И вот, наконец, нужный момент настал. Асыколь с каким-то судорожным всхлипом бросил гарпун, и пузырь, словно оживший, прыгнул в воду, скрывшись в ней вслед за ушедшим китом. Рулевой резко отвернул вельбот, давая дорогу остальным. Теперь, согласно старинному обычаю, если все будет в порядке, кит будет считаться добычей первого вельбота, того, с которого был брошен первый гарпун.

Асыколь занял свое место на рулевой площадке. Приготовили еще гарпун. Второй вельбот также отвернул в сторону: гарпунер промахнулся. Что же, со всяким может случиться. И на том вельботе начали готовить другой гарпун. Карусель из четырех вельботов крутилась вокруг кита. Вот и второй пузырь повис, потом третий.

Вельбот Асыколя пошел на сближение.

— Нанок, бери гарпун!

Древко легло на руку. И тотчас все остальное ушло из сознания Нанока. Он полностью отключился от всего, что окружало его. На эти несколько минут он стал только морским охотником, иннуитом, настоящим человеком. От его руки древко гарпуна нагрелось. Асыколь медленно подводил вельбот к киту. Сначала из воды показались три пузыря, а потом Нанок увидел, как из пучины летит на поверхность огромное, как подводная лодка, тело кита. Всплеск воды, и, вспоров тугую холодную воду Берингова моря, морской великан обдал брызгами стоящего на носу Нанока. Чуть помедлив, дав возможность киту погрузить голову, напрягши все свои силы, Нанок бросил гарпун. По звуку вонзившегося острия он определил, что наконечник плотно вошел в кожу. Мимо просвистел ременный линь, и пузырь шлепнулся в воду, уйдя следом за китом в глубину. Кит был так близко, что можно было дотронуться до него рукой. Асыколь постарался, подвел вельбот так, что промахнуться нельзя было.

Уже следующий гарпунер готовил оружие, и Нанок отошел назад, перебравшись через надутые пузыри-поплавки, переплетения ремней, весел, гарпунов.

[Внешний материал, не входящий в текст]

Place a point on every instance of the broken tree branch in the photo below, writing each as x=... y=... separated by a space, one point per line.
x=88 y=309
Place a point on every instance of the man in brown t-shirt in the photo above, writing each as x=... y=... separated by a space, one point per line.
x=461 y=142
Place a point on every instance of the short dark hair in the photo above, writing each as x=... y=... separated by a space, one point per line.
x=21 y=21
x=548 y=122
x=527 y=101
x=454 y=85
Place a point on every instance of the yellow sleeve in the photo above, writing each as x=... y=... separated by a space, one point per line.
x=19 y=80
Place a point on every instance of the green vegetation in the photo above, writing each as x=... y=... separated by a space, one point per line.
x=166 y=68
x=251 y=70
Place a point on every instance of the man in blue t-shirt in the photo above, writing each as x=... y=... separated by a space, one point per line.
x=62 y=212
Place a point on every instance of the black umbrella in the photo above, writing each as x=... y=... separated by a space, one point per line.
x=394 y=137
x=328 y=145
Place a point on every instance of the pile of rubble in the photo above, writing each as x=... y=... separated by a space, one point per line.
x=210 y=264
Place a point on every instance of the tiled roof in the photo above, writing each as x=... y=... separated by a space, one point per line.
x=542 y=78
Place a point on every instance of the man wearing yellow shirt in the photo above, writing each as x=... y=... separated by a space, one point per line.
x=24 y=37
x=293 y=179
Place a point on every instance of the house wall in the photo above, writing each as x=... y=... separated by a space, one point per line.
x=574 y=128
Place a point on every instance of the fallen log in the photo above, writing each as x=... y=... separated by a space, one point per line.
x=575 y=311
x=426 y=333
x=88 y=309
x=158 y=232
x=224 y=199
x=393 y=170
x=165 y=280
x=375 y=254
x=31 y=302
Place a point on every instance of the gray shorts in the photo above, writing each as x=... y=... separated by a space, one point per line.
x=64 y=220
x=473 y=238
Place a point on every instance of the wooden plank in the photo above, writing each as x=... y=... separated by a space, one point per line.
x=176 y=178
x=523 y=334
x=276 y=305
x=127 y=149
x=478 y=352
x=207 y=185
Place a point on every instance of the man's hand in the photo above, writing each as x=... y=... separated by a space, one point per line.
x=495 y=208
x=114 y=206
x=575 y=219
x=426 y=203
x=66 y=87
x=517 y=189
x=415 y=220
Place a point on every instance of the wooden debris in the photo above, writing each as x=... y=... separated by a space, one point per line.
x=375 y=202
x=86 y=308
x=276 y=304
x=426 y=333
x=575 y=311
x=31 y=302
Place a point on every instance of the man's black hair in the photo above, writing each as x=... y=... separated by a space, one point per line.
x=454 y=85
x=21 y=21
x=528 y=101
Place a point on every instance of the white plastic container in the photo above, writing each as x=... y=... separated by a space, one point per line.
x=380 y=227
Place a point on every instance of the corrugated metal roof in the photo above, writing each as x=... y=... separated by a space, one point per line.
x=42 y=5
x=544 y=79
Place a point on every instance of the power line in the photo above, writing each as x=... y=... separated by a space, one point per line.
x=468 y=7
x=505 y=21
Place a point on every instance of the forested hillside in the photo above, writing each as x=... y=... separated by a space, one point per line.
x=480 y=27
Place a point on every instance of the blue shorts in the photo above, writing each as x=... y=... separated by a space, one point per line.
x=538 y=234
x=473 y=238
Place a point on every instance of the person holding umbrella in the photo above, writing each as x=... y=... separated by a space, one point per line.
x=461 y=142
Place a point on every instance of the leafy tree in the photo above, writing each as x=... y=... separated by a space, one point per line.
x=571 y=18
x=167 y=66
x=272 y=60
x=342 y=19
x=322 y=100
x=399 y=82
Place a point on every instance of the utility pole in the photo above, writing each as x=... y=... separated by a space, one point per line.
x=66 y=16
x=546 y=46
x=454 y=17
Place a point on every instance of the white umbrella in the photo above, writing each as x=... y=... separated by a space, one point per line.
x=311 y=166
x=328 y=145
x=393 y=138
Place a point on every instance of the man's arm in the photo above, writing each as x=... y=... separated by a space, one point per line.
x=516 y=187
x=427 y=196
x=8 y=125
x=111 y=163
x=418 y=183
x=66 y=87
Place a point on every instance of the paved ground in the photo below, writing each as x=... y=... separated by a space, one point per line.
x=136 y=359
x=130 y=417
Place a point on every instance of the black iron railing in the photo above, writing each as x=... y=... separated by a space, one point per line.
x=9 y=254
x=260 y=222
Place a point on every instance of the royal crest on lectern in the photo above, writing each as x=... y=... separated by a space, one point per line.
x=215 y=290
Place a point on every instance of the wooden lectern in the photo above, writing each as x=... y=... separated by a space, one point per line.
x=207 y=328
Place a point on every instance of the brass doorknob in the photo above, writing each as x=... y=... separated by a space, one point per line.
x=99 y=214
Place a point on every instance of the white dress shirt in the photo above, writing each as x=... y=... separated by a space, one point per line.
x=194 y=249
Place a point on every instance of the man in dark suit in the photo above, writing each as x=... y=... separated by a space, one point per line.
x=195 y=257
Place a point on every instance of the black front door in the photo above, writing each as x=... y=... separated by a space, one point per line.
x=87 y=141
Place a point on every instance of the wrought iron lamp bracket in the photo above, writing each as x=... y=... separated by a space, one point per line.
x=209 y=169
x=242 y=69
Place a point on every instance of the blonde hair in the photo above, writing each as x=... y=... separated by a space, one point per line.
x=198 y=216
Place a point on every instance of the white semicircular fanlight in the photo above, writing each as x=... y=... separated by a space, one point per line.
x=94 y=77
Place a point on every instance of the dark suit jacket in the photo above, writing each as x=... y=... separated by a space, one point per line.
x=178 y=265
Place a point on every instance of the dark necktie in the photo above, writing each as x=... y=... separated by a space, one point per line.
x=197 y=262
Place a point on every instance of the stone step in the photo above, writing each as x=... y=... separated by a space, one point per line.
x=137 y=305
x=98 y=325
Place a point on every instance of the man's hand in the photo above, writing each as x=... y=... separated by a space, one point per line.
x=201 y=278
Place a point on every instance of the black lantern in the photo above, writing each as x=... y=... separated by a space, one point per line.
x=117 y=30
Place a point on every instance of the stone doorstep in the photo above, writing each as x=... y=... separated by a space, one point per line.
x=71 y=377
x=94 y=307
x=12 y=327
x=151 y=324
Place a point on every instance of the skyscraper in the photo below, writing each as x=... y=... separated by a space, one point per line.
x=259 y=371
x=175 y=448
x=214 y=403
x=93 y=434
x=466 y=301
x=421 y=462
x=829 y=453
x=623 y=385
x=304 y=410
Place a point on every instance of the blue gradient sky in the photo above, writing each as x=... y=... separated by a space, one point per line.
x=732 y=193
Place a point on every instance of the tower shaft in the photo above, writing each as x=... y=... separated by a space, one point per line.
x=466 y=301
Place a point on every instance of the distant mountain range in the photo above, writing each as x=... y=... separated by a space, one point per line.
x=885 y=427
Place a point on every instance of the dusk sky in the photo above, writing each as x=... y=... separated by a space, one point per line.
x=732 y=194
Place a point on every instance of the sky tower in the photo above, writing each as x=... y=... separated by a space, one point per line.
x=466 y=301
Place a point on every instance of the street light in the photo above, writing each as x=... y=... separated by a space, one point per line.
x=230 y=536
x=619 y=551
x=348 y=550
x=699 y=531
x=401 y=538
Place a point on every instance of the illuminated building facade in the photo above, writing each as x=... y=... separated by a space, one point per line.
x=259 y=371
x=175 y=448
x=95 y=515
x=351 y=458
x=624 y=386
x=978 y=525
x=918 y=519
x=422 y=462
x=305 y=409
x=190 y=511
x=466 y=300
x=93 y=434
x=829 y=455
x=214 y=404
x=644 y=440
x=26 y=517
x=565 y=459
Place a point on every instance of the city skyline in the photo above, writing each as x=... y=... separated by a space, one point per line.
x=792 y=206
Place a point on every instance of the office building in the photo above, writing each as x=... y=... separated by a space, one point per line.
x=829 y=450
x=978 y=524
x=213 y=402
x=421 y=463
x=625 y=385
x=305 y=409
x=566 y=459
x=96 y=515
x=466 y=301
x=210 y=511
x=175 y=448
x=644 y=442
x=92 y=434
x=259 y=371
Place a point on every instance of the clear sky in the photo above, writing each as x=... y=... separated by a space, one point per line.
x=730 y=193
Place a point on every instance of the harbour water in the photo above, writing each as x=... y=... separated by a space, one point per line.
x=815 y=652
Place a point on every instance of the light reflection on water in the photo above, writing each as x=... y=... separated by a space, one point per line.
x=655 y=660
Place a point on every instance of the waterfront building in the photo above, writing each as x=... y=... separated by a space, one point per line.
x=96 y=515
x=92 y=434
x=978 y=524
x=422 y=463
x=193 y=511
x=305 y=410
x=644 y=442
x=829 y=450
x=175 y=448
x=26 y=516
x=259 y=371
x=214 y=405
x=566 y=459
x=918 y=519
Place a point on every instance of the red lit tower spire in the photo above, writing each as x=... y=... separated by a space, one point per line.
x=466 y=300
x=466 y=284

Асыколь одобрительно поглядел на него.

Теперь кит почти все время держался на поверхности.

Семь пузырей не давали ему возможности глубоко уходить под воду.

Стрелок зарядил ружье. Мушка медленно поворачивалась вслед за плывущим китом. Грохнул выстрел, и огромное кровавое пятно окрасило воду.

Асыколь отвернул в сторону вельбот. Послышался выстрел со второго вельбота, потом с третьего.

Вдруг кит взвился свечой в небо, почти целиком выйдя из воды. Отлично было видно, какое это огромное животное. Кит с силой ударился о воду, и брызги достигли вельботов, кружившихся на малом ходу в отдалении. Кит исчез, исчезли и поддерживающие его на плаву пузыри. Прошло несколько минут, и пузыри с тихим всплеском показались над поверхностью воды.

Моторист выключил двигатель, и вельбот Асыколя на веслах медленно подплыл к пузырям.

Носовой стрелок перегнулся через борт, поймал один из пузырей и осторожно потянул. Сначала кожаная бечева шла свободно, потом напряглась. Стрелок потянул сильнее, подергал и, повернувшись назад, с широкой довольной улыбкой сказал:

— Все! Готово!

В море было так тихо, что его слова услышали на всех четырех вельботах. Все сразу же заговорили, заулыбались. Асыколь, повернувшись к Наноку, весело сказал:

— Ну, ученый, не посрамил науку! Молодец!

Подошли остальные вельботы и соединенными силами начали подтягивать кита к поверхности воды.

Буксир прикрепили к хвостовому плавнику. Наконечники гарпунов вырезали вместе с большими кусками маттака.

Заработали моторы, и вельботы потянулись к берегу.

На носу завели примус и поставили варить мясо убитой нерпы.

Настроение у всех было приподнятое. Посыпались воспоминания о разных случаях из китовой охоты, когда разъяренное животное, опрокидывало вельботы, ломало байдары.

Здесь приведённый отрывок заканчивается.